The study divided 60 participants into three groups: those with PTSD;
those with a history of trauma but no PTSD; and those with no history
or either trauma or PTSD. Participants in all three groups received a
radioactive tracer that illuminates CB1 receptors when exposed to PET
scans.
Results showed that participants with PTSD, especially women, had
more CB1 receptors in brain regions associated with fear and anxiety
than volunteers without PTSD. The PTSD group also had less of the
neurotransmitter anandamide, an endocannabinoid that binds to the CB1
receptor.
When anandamide levels are low, Dr. Neumeister explained, the brain
compensates by increasing the number of CB1 receptors. "This helps the
brain utilize the remaining endocannabinoids," he said.
"What is PTSD? It's an illness where people cannot forget what they
have experienced," Dr. Neumeister said. "Our findings offer a possible
explanation for this phenomenon."
Biological markers of PTSD -- such as these tests for CB1 receptors
and anandamide levels -- could dramatically improve diagnosis and
treatment for trauma victims, especially since current diagnostics for
PTSD rely on subjective measures and patient recall, making it difficult
to accurately diagnose the condition or distinguish it from depression
and anxiety.
An estimated 20 percent of the 1.7 million men and women who have
served in the wars in Iraq and Afghanistan have PTSD, but it is not
limited to soldiers. Trauma from sexual and physical abuse, car
accidents, natural disasters, and life-threatening medical diagnoses can
lead to PTSD; it affects nearly 8 million Americans annually.
"We want to increase the concentration of these endocannabinoids,"
Dr. Neumeister said. "So we are currently working on the methods to do
this, and we have developed a compound that is able to increase the
concentration of endocannabinoids without attacking the receptors."

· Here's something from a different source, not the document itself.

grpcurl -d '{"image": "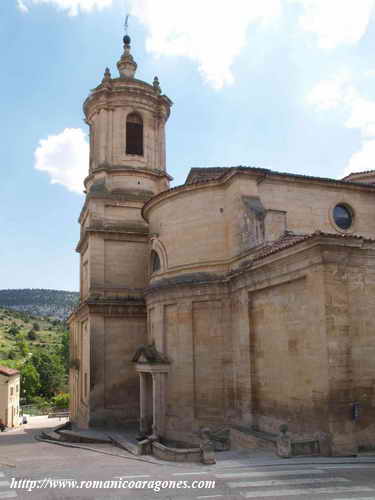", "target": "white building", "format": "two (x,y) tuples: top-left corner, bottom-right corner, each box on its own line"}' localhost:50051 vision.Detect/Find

(0, 365), (20, 427)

The thing is, we already have a safe, natural and organic way to
increase the concentration of cannabinoids in the brain -- it's called
smoking pot, and you don't have to pay a big pharmaceutical corporation
to do so, at least yet, anyway.
But Neumeister said the compound he's investigating is "very safe"
and does not come with the "added health problems" of marijuana use.
Without detailing what "health problems" those would those be, exactly
(studies have shown that not only does marijuana not harm the lungs or
pulmonary system; it actually appears to increase lung health.)